New Definition for Letters of Protection
Florida Statute 768.0427 now defines a letter of protection as “any arrangement by which a health care provider renders treatment in exchange for a promise of payment for the claimant’s medical expenses from any judgment or settlement of a personal injury or wrongful death action. The term includes any such arrangement, regardless of whether referred to as a letter of protection.” This means any document showing an agreement for services can be called a “Letter of Protection,” “LOP,” or anything else. If there is an agreement to provide medical services to a plaintiff and not to charge the insurance carrier, it falls under the definition of a letter of protection.
If a plaintiff has health coverage (private insurance, Medicare, Medicaid) but does not submit the medical treatment or services to the insurance carrier (i.e., treating under a letter of protection), the amount that may be offered into evidence is limited to what the insurance carrier would have paid plus the plaintiff’s co-pay.
Example: If the medical bill is $1,000 but the contractual reimbursement rate (private insurance, Medicare, Medicaid) is $450 and the plaintiff’s co-pay is $50, then the amount paid for the bill can be presented to the jury as $500, not the $1,000 billed.

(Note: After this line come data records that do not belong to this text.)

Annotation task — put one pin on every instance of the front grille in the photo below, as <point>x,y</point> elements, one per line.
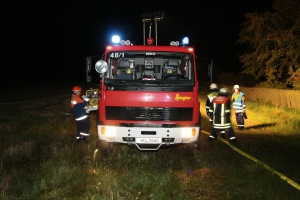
<point>148,114</point>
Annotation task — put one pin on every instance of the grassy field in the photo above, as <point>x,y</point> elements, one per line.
<point>41,160</point>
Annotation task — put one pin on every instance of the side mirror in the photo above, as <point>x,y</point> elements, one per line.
<point>101,67</point>
<point>88,69</point>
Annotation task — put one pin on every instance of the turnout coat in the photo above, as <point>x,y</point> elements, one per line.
<point>220,112</point>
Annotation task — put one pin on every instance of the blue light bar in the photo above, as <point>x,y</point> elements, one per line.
<point>115,39</point>
<point>185,41</point>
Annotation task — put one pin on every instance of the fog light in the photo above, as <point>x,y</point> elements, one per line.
<point>108,131</point>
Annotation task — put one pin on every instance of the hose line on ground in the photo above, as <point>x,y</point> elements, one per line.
<point>291,182</point>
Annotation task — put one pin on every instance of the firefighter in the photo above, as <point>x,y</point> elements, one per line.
<point>80,110</point>
<point>239,106</point>
<point>214,91</point>
<point>220,115</point>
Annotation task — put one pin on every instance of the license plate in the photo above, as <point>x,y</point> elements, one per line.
<point>148,140</point>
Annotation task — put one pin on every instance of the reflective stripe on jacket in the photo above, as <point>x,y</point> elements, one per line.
<point>238,104</point>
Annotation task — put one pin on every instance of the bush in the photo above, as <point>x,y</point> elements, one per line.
<point>228,79</point>
<point>246,80</point>
<point>268,84</point>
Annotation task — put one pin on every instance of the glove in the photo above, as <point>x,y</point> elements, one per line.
<point>208,114</point>
<point>87,109</point>
<point>85,98</point>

If the letter of protection is subsequently transferred to a third party, the amount that may be offered into evidence is limited to the amount the third party paid or agreed to pay in exchange for the right to receive payment pursuant to the letter of protection.
Example: If the medical bill is $1,000 but a third party bought the letter of protection for $700, then the amount paid for the letter of protection can be presented to the jury as $700, not the $1,000 billed.
The law also places new obligations on a plaintiff to disclose information related to the letter of protection, including identifying whether the plaintiff was referred for treatment and the identity of the person who made the referral. If the referral is made by the plaintiff’s attorney, disclosure of the referral is permitted, and evidence of such referral is admissible, notwithstanding attorney client privilege. Moreover, in such situations, the financial relationship between a law firm and a medical provider, including the number of referrals, frequency and financial benefit obtained, is relevant to the issue of the bias of the testifying medical provider. This effectively overturns the Florida Supreme Court’s decision in Worley v. Central Florida Young Men’s Christian Ass’n, Inc., 228 So. 2d 185 (2017).
As the new law allows evidence of reasonable amounts for necessary treatments, it is important to be aware that a doctor may claim that their bills are reasonable and medically necessary due to the limited availability of doctors willing to treat patients under a letter of protection. However, a proactive defense that actively pursues what the reasonable and customary cost is for the medical treatment and services received, is likely the best course of action. Florida has implemented price transparency related to minimizing the surprise bills that arrive after medical treatment and services have been provided by hospitals. This price transparency allows the defense to argue what constitutes a reasonable and customary value.